TITOLO: L’Enigma di Domizia

AUTORE: Ave Gagliardi

EDITORE: Fabbri Editori e Piemme (collana “Il Battello a vapore”)

GENERE: Romanzo storico per ragazzi

TRAMA: Il libro segue un doppio binario: da una parte la storia di Domizia, la figlia di un alto funzionario dell’antica Roma, braccio destro di Tiberio, dall’altra quella di Claudio, ragazzino che vive nel XXI secolo (che nel 1986 era come dire vivere nel futuro). Domizia vive nella villa di suo padre, tra agi e ricchezze, ma scappa spesso per avventurarsi nelle vie di Roma e scoprire, assieme ai suoi amici di strada, tutti i segreti della città. Così, quando suo padre viene ingiustamente accusato di congiurare contro l’imperatore, decide di smascherare i veri colpevoli. Claudio, invece, è un ragazzino che sta curiosando di nascosto nel computer del padre, uno studioso di antichità, e che riesce a stabilire un contatto con l’antica Roma grazie ad un software sviluppato dal genitore. Lui vede nel suo schermo l’interno di una caverna, riesce a sentire e farsi sentire, ma nulla più. La trama è avvolgente, i temi dell’amicizia, della famiglia, del dovere e della giustizia la fanno da padroni, ma sono trattati con leggerezza. L’idea originale è trasformare i classici viaggi nel tempo in un collegamento via computer, tanto reale quanto immateriale, incompleto. Per questo più credibile, sebbene impossibile nella realtà. È un libro che può andar bene per i bambini dai 10 anni in su, ma anche per i ragazzi che vogliono fare una lettura semplice e costruttiva, di quelle che sempre più di rado offrono i libri moderni.
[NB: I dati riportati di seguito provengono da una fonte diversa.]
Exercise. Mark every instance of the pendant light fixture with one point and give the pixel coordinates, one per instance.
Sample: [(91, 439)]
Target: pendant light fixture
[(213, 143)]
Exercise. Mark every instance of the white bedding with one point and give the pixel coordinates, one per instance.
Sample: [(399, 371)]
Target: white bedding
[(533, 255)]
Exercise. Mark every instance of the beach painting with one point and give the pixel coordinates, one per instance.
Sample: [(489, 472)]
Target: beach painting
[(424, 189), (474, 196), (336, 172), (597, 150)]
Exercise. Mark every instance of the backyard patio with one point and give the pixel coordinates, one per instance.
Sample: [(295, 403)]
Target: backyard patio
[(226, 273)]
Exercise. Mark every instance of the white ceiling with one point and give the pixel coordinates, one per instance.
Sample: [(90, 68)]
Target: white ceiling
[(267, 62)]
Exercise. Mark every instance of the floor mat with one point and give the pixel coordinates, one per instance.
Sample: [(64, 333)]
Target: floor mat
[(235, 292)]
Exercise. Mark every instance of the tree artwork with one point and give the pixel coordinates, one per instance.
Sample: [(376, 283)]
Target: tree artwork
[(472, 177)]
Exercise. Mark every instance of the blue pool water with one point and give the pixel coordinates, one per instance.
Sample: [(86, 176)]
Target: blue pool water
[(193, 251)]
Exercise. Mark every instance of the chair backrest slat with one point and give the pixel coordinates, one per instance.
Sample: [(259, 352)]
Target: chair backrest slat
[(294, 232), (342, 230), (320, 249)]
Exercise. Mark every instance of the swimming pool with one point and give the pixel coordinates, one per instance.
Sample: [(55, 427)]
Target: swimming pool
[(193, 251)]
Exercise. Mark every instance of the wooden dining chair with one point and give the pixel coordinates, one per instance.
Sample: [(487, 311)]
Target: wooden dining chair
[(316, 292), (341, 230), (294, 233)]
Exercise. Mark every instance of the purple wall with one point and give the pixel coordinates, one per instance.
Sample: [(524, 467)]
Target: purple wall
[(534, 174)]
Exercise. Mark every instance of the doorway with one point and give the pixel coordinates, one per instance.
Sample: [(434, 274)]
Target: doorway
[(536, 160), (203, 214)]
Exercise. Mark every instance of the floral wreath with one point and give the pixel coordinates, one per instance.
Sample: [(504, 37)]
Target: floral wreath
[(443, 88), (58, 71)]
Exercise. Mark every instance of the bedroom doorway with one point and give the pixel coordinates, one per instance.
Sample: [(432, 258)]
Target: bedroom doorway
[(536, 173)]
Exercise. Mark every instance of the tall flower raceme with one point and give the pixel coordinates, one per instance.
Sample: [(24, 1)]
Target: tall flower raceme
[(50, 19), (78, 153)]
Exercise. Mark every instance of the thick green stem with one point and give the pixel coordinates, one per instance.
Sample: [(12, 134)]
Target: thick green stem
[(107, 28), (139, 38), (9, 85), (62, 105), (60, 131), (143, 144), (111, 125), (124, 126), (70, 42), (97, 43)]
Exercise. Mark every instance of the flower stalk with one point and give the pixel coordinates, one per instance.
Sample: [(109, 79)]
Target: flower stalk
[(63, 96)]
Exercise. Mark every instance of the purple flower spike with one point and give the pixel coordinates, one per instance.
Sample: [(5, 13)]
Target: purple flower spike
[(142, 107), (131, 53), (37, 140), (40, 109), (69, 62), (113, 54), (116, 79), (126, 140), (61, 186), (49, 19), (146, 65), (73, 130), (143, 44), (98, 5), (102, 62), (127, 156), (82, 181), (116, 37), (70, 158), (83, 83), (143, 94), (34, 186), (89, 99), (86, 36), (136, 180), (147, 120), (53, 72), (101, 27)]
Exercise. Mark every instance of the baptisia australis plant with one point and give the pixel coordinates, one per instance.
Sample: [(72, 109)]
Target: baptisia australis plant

GIUDIZIO: Un bel libro, semplice, pulito, accurato, piacevole. Il ritmo è incalzante, lo stile piacevole, anche grazie all’uso abbondante dei dialoghi. È uno di quei libri che ci fa riappacificare (se mai ce ne fosse bisogno) con la Storia. Imparare senza fatica. È questo il sogno di ogni ragazzino, beh L’Enigma di Domizia permette di farlo. Insegna pochi concetti sull’antica Roma, ma li insegna bene, in modo efficace, in modo che rimangano impressi. È un libro che non ha pretese di diventare un best seller – e infatti è scritto per i ragazzi – ma che proprio da questo limite dichiarato trae la sua forza: la libertà di non dover per forza stupire, meravigliare e accattivare. Ciò gli permette di essere diretto, di trattare con naturalezza temi altrimenti complessi, di non doversi aggrovigliare in scene di sesso, sangue e potere, gli ingredienti che purtroppo oggi sono alla base di ogni racconto che vuol diventare epico. L’Enigma di Domizia, invece, rifugge il concreto, la materialità rappresentata da queste tre tematiche per recuperare la dimensione del grande (amore, princìpi e affermazione di sé, inteso come realizzazione delle proprie aspirazioni). Anche solo per questo è un libro assolutamente da leggere e da far leggere ai propri figli.